Smith, who appeared a little irate, asked the panel why they did not tell him this 11 months ago, when he had first approached them about the matter, instead of having it dragged out so long. He said it appears the county board attorney had been wasting the taxpayers’ time by allowing the issue to go on for so long, when it could have been resolved sooner.
McFall responded that he had only been asked to research the property deed in January and not 11 months ago. Smith then clarified his statement and said that the county board then had dragged the issue out longer than ever needed.
Smith added that he could not believe Inland owned the road, for people he had talked to at the timber company had denied ownership of the road but rather owned the surrounding property.
The panel did not take any action on the matter, once McFall stated the county did not own the right of way.
Acting chairman David Jarvis suggested also that having another road in the county to upkeep would be difficult, as there are many roads in dire need of repair and paving work.
Jarvis chaired the night’s group in the place of Mike Hooper, who was reported to be sick.
Several citizens were on the agenda to discuss repairs on their roads, yet only a few showed up to voice their concerns. Paris Mountain Road and Garmon Road were two roads given special attention by the board. A petition was presented to the commission with more than 20 signatures of homeowners and landowners in the Paris Mountain area strongly urging the county to pave their road.
Homeowner Greg George spoke on behalf of his neighbors and handed out photographs depicting the harsh conditions of the road from the winter weather.
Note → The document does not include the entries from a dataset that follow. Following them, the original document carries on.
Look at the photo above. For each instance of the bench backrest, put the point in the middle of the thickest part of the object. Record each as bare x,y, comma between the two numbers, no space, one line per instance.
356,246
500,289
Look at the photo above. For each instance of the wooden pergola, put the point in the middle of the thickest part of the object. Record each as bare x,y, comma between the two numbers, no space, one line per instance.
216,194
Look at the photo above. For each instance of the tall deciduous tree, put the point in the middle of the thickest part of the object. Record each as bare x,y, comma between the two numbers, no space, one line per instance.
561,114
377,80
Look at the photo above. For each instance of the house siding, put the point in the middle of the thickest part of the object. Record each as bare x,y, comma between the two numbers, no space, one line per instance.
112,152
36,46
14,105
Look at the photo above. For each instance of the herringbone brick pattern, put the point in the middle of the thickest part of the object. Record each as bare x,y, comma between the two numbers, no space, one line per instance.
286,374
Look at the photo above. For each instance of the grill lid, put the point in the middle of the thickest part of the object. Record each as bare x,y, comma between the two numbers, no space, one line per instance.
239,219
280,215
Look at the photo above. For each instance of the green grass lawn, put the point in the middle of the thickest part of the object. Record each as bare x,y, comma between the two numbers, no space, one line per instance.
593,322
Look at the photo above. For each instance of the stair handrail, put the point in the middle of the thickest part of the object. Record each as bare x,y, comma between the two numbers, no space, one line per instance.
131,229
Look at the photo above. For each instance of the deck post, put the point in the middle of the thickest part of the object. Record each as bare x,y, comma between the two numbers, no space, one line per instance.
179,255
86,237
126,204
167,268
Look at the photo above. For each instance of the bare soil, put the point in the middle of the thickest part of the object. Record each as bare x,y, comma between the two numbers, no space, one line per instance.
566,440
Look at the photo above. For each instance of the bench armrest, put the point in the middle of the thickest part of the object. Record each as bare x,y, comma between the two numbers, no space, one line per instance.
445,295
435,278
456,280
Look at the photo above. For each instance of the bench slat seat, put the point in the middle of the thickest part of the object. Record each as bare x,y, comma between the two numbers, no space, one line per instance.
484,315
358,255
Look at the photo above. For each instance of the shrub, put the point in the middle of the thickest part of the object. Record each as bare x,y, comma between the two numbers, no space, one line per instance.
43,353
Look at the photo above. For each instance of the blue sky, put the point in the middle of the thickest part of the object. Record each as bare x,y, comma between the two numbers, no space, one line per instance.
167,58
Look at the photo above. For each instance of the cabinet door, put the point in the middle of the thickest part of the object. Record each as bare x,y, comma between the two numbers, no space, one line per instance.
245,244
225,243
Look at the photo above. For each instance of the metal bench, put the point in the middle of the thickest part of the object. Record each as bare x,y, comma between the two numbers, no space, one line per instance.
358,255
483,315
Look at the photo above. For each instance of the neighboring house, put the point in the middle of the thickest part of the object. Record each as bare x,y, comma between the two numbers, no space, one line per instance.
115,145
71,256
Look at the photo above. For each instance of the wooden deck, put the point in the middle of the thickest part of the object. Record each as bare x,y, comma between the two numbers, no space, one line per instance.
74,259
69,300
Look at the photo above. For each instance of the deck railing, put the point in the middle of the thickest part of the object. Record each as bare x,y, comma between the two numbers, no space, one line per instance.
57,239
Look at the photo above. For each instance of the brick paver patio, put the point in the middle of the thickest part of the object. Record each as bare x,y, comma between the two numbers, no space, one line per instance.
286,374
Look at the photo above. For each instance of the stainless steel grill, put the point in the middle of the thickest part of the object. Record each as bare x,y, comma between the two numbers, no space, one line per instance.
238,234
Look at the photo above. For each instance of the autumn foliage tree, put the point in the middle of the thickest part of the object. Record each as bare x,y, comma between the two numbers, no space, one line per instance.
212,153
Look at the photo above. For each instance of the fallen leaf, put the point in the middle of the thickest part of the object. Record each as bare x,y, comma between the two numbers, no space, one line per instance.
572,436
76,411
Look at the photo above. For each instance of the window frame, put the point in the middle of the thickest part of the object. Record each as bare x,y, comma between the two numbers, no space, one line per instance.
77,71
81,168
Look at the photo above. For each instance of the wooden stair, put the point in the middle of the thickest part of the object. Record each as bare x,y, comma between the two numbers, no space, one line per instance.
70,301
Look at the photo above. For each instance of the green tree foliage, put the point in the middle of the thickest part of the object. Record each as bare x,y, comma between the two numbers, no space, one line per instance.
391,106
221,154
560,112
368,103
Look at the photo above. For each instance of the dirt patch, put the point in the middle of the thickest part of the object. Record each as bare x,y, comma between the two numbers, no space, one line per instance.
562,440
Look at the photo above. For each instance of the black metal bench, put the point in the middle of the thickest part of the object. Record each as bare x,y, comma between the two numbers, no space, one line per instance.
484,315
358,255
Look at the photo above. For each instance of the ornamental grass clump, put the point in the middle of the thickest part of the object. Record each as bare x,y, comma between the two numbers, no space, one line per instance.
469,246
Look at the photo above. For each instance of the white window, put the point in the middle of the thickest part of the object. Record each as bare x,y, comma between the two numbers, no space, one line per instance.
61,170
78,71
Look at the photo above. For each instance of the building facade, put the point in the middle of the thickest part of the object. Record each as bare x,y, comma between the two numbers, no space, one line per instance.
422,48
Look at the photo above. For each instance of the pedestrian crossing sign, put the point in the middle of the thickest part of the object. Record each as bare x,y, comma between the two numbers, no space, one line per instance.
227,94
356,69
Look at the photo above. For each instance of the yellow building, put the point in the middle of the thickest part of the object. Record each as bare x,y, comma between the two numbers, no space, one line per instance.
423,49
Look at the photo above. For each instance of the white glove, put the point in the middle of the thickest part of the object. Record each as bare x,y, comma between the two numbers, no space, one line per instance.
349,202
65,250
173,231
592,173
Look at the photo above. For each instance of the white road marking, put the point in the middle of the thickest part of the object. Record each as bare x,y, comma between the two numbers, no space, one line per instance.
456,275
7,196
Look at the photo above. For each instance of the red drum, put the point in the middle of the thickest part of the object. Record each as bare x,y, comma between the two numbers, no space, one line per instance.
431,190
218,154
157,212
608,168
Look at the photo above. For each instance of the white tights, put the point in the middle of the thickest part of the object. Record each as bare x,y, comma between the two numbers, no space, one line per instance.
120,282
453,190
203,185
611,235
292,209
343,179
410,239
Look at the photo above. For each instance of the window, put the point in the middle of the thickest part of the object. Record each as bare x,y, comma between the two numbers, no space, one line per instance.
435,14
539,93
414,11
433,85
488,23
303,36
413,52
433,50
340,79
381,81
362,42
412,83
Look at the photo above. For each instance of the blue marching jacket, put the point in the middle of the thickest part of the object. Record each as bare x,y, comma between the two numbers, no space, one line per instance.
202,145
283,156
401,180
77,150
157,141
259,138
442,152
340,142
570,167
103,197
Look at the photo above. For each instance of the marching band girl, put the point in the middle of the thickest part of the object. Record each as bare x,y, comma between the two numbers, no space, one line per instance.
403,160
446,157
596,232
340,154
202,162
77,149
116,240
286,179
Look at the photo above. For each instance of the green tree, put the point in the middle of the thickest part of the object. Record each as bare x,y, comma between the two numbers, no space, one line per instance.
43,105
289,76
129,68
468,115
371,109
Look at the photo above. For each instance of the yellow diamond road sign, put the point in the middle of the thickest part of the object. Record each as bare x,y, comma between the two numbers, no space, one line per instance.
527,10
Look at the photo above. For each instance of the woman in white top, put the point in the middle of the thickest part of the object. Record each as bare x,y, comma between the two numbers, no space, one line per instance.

He said the road is impassable at times and cannot be patroled by police nor used to bus students to school.
Another neighbor stated that the road was “one of the worst roads in the county,” which also was voiced by commissioner Billy Williams.
Similar sentiment was expressed by residents about Garmon Road.
Jarvis told the group that the county board was aware of the situations, but had their interests elsewhere, specifically repairing roads that had once been paved.
“Unfortunately, we have many paved roads that have turned back to dirt roads from this winter that we got to repair,” he said. “And we have a lot of them.”
County manager Clinton Lester shed more light on the projects, stating that the dirt roads had held water, then froze, only to thaw out and leave behind slushy conditions, making the roads very hard to navigate down. He had listed some 38 roads that were in need of rework, which probably would be done when warmer weather came.
“We have had the worst winter that I can recall. I’ve heard that this was the second worst winter in Georgia history,” Lester said. “We have 38 roads with the similar situation as Paris Mountain and Garmon and have put out over $30,000 worth of gravel on these roads, which is the most we have put out during the winter.
“We could easily spend all summer patching these roads and not put any asphalt down. They may be beating up our cars, but this really is all we can do at this time. It’s been a horrible winter.”
Lester added that the county road department should be commended for what they have done up to this point in at least trying to make the roads passable. Board members agreed and reviewed the paving and repair list again.